13 Mar 2015 A Beautiful Morning
This article was written by Justina Van Maren and is republished here with her permission
“It is a beautiful morning.” That was my first thought as I stepped out of the front door at 7:25 this morning. The snow blanketed most of the ground, but it’s been melting in patches, bits of grass are peeking through to remind us that spring is coming. A light mist hung just above the snow, giving the morning a sort of mystery, as if the day is full of secrets just waiting to be found out. The air is cool, it’s still winter, but it’s starting to smell like spring. As the sun began to slip over the horizon, I said it out loud, “It’s a beautiful morning.”
It’s a beautiful morning, the start of what I hoped would be a beautiful new day. But it is a new day for Dr. Fraser Fellows too. It is a new day for abortion doctors across the country. And for a moment I had forgotten that it is a new day for three hundred pre-born babies, their last new day; and they didn’t even get to smell the sweet smell of the coming spring. And suddenly, even the sunrise seemed tinged with red.

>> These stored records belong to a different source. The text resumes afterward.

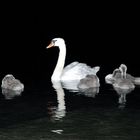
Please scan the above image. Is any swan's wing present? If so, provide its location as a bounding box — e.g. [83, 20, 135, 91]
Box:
[61, 62, 97, 80]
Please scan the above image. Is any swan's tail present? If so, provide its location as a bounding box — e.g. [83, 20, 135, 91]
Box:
[134, 77, 140, 85]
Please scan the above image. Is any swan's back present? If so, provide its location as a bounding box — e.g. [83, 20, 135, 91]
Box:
[61, 62, 100, 81]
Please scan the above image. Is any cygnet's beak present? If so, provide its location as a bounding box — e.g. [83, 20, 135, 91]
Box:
[46, 42, 54, 49]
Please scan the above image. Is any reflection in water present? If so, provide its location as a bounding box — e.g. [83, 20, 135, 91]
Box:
[62, 80, 79, 92]
[62, 80, 99, 98]
[114, 87, 134, 108]
[79, 87, 99, 98]
[49, 82, 66, 120]
[2, 88, 23, 100]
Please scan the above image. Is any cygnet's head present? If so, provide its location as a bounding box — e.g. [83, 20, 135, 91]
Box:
[47, 38, 65, 48]
[119, 64, 127, 78]
[112, 69, 121, 77]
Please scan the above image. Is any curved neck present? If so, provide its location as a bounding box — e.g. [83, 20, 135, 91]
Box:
[51, 44, 66, 81]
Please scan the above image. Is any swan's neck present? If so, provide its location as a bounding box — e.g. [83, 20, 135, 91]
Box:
[51, 44, 66, 81]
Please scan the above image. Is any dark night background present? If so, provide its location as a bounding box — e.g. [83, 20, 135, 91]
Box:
[0, 2, 140, 86]
[0, 0, 140, 140]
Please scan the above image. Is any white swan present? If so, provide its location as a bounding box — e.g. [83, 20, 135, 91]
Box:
[47, 38, 100, 82]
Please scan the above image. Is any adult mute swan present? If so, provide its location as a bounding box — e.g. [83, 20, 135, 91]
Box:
[47, 38, 100, 82]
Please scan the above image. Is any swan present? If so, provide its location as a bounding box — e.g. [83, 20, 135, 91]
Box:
[105, 64, 140, 85]
[113, 64, 135, 89]
[78, 75, 100, 89]
[1, 74, 24, 91]
[47, 38, 100, 82]
[114, 87, 134, 107]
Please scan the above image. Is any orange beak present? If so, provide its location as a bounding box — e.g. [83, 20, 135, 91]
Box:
[46, 42, 54, 49]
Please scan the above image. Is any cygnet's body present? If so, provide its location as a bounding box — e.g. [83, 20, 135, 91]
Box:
[106, 64, 135, 89]
[78, 75, 100, 89]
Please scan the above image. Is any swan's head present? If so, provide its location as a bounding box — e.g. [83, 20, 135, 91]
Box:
[47, 38, 65, 48]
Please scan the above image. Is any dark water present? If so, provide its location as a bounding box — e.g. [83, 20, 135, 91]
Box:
[0, 77, 140, 140]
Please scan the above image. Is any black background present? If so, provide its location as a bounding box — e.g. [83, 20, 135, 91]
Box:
[0, 1, 140, 82]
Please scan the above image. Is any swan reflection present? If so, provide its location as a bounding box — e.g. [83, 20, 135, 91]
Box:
[114, 87, 134, 108]
[62, 78, 99, 98]
[49, 82, 66, 120]
[2, 88, 23, 100]
[79, 87, 99, 98]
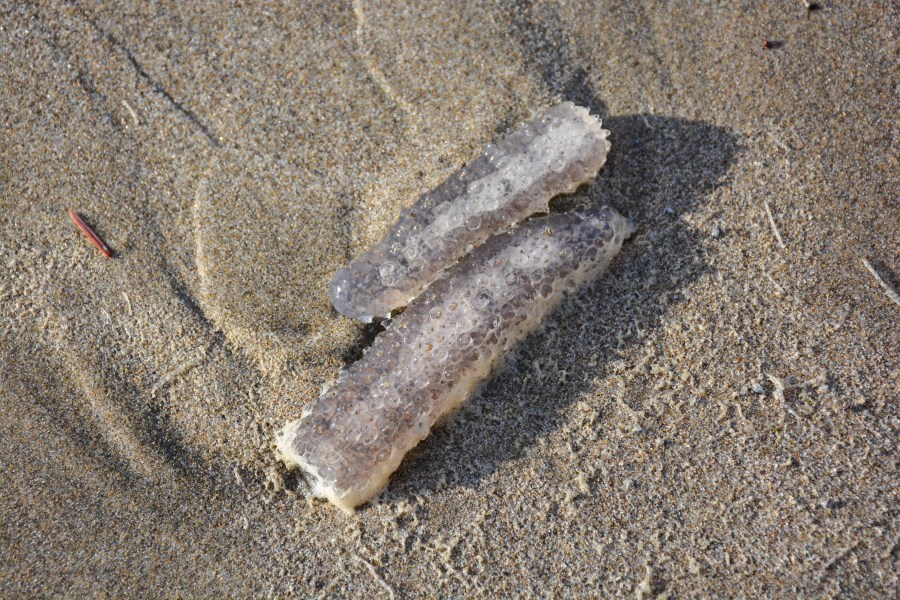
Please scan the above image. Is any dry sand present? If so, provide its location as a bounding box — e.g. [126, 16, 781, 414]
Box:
[0, 0, 900, 598]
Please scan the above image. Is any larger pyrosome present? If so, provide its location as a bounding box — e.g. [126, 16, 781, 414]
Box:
[278, 208, 632, 509]
[277, 102, 633, 510]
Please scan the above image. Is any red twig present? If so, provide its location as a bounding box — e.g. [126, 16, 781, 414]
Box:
[69, 210, 112, 258]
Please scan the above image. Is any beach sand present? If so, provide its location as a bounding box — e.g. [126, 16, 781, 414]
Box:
[0, 0, 900, 598]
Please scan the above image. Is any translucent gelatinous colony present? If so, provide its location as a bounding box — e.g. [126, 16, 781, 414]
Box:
[329, 102, 610, 321]
[278, 207, 632, 509]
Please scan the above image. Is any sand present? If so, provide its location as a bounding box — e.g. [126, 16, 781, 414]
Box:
[0, 0, 900, 598]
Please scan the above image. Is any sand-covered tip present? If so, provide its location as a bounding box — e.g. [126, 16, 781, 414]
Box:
[329, 102, 610, 321]
[278, 208, 632, 509]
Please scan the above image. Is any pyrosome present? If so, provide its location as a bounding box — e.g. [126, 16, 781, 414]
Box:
[277, 207, 633, 510]
[329, 102, 610, 322]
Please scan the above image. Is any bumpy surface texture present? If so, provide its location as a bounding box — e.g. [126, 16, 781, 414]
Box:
[329, 102, 610, 321]
[279, 207, 632, 508]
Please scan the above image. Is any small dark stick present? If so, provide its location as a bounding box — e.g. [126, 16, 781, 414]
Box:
[69, 210, 112, 258]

I felt guilty. I shouldn’t feel so happy when this is happening. It isn’t right, is it?
I haven’t been active in the pro-life movement very long, only about two years, but I’ve learned a lot in those two years. One of the most valuable things I’ve learned is not to lose sight of what’s important. That means not losing sight of the babies, of course, but it also means not losing sight of friendship and beauty and love.

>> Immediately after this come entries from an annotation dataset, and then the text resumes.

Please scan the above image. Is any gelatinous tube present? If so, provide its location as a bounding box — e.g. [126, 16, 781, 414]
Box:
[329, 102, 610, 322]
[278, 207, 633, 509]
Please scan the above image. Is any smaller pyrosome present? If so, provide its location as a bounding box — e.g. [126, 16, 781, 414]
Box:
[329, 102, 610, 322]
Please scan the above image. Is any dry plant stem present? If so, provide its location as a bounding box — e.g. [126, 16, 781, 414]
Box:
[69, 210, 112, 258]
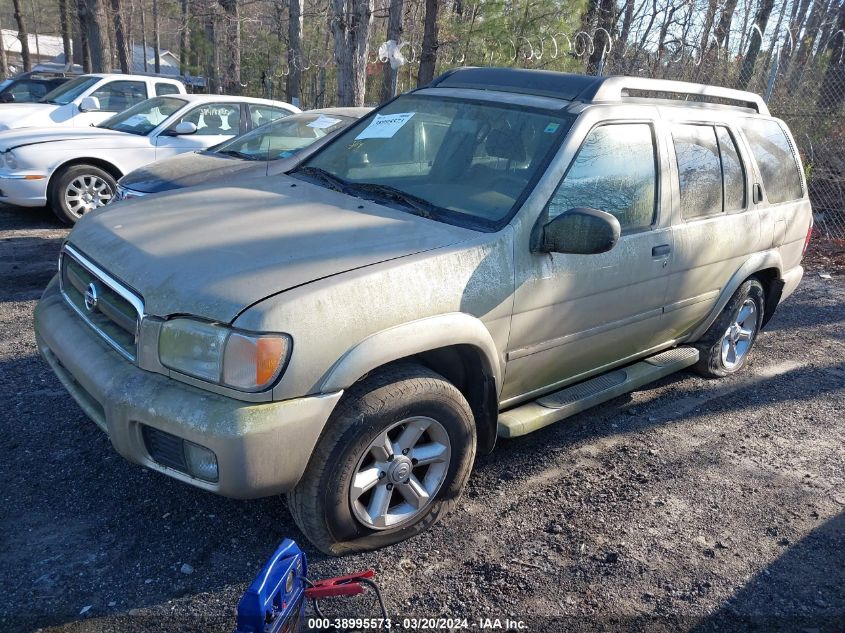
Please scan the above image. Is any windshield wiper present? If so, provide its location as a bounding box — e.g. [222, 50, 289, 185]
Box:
[216, 149, 261, 160]
[290, 165, 349, 193]
[349, 182, 441, 219]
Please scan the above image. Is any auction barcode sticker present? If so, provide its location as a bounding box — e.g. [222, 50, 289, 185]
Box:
[355, 112, 414, 141]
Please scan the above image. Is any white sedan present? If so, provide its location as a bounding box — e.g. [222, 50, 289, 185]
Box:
[0, 95, 300, 224]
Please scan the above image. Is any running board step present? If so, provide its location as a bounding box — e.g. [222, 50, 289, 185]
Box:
[498, 347, 698, 437]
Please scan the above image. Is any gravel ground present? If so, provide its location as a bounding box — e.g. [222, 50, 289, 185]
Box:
[0, 206, 845, 632]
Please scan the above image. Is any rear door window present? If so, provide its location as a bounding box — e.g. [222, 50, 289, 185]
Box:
[740, 119, 804, 204]
[91, 81, 147, 112]
[156, 83, 180, 97]
[672, 125, 722, 220]
[716, 127, 745, 211]
[549, 123, 657, 233]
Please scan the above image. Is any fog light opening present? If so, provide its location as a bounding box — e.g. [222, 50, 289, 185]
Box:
[185, 440, 218, 482]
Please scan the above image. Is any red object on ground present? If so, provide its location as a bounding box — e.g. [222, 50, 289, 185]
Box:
[305, 569, 376, 600]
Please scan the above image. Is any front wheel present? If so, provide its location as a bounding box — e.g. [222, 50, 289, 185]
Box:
[695, 278, 765, 378]
[288, 364, 476, 555]
[50, 165, 117, 224]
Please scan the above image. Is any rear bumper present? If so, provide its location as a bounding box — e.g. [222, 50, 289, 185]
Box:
[35, 279, 342, 498]
[0, 174, 48, 207]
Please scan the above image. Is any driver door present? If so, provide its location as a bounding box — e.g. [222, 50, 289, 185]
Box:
[502, 117, 672, 406]
[156, 103, 241, 160]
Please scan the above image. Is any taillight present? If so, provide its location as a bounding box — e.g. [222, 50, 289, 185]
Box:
[801, 215, 813, 257]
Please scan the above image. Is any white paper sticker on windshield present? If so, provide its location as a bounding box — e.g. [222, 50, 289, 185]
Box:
[306, 114, 340, 130]
[355, 112, 414, 141]
[122, 114, 150, 127]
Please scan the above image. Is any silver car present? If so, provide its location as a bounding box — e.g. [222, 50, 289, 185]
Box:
[35, 68, 812, 554]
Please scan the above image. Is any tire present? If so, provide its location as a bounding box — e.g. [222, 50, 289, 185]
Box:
[50, 165, 117, 225]
[288, 363, 476, 556]
[693, 277, 765, 378]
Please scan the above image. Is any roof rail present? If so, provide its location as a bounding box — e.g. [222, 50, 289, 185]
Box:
[578, 76, 769, 116]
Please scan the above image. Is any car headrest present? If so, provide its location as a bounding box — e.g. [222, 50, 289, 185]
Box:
[205, 114, 223, 130]
[484, 128, 526, 162]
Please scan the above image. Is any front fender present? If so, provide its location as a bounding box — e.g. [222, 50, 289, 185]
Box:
[319, 312, 504, 393]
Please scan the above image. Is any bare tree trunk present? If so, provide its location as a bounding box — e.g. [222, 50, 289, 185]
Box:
[613, 0, 635, 64]
[587, 0, 616, 75]
[79, 0, 111, 73]
[713, 0, 737, 54]
[381, 0, 404, 101]
[787, 0, 825, 87]
[816, 0, 842, 55]
[76, 0, 93, 73]
[699, 0, 718, 55]
[220, 0, 241, 94]
[153, 0, 161, 73]
[12, 0, 32, 72]
[111, 0, 132, 73]
[59, 0, 73, 69]
[766, 0, 789, 68]
[736, 0, 775, 90]
[330, 0, 373, 106]
[205, 14, 220, 94]
[654, 4, 683, 72]
[29, 0, 41, 64]
[286, 0, 302, 106]
[141, 2, 149, 72]
[417, 0, 438, 86]
[179, 0, 191, 75]
[0, 16, 9, 79]
[817, 1, 845, 110]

It’s an ugly world, a sinful, dark world. I know that, in some small way I’ve seen it. But there are reasons to laugh, there are reasons to smile, there are reasons to sing. I think of my family and my friends and I smile. I think of spring and I smile. I think of baby Noah, saved from abortion and born this past week and I smile until it hurts. Don’t lose sight of the beauty.

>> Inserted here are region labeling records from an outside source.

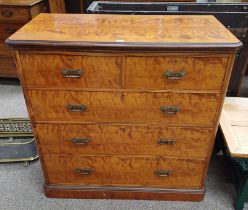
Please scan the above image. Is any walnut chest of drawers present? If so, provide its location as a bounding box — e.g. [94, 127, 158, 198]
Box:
[7, 14, 242, 201]
[0, 0, 45, 77]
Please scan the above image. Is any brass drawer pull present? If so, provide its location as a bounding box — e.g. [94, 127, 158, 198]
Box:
[1, 9, 13, 18]
[71, 138, 90, 144]
[160, 106, 180, 115]
[75, 168, 93, 175]
[67, 104, 88, 112]
[62, 69, 83, 79]
[158, 139, 176, 145]
[155, 170, 172, 177]
[163, 71, 185, 80]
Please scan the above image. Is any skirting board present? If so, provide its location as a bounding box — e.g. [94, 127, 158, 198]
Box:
[44, 185, 205, 201]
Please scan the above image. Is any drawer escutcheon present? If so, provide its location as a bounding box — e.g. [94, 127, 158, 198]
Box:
[71, 138, 90, 145]
[158, 139, 176, 145]
[163, 71, 186, 80]
[75, 168, 93, 175]
[62, 69, 83, 79]
[67, 104, 88, 112]
[155, 170, 172, 177]
[160, 106, 180, 115]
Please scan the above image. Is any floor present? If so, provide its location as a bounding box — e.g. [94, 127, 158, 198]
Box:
[0, 80, 248, 210]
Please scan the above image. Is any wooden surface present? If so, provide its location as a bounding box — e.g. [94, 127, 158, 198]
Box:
[8, 15, 240, 201]
[0, 0, 43, 6]
[0, 0, 44, 78]
[36, 124, 212, 160]
[28, 90, 219, 126]
[21, 52, 228, 92]
[220, 97, 248, 158]
[8, 14, 241, 50]
[44, 155, 204, 189]
[49, 0, 66, 13]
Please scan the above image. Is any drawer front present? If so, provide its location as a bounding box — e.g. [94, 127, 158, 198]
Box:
[43, 155, 204, 188]
[36, 124, 212, 159]
[20, 55, 122, 88]
[0, 23, 23, 40]
[0, 6, 31, 23]
[0, 57, 18, 77]
[0, 40, 12, 57]
[126, 56, 228, 90]
[28, 90, 219, 126]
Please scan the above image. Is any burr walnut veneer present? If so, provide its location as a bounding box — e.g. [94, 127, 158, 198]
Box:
[0, 0, 45, 77]
[7, 14, 241, 201]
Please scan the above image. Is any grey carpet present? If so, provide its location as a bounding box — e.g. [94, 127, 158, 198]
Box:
[0, 81, 248, 210]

The balance is important. Hanging onto beauty means we need to be careful not lose a sense of the magnitude of what is happening. We can’t lose sight of that either. It’s hard. It’s hard knowing what we know, seeing what we see and trying to stay in the light without losing sight of the darkness. We can do it, though, and tonight, take time to watch the sunset, and as you see the sky streaked with red and gold: take a moment of silence, a moment for reflection, a moment for prayer.
“The true soldier fights not because he hates what is in front of him, but because he loves what is behind him.” G.K. Chesterton.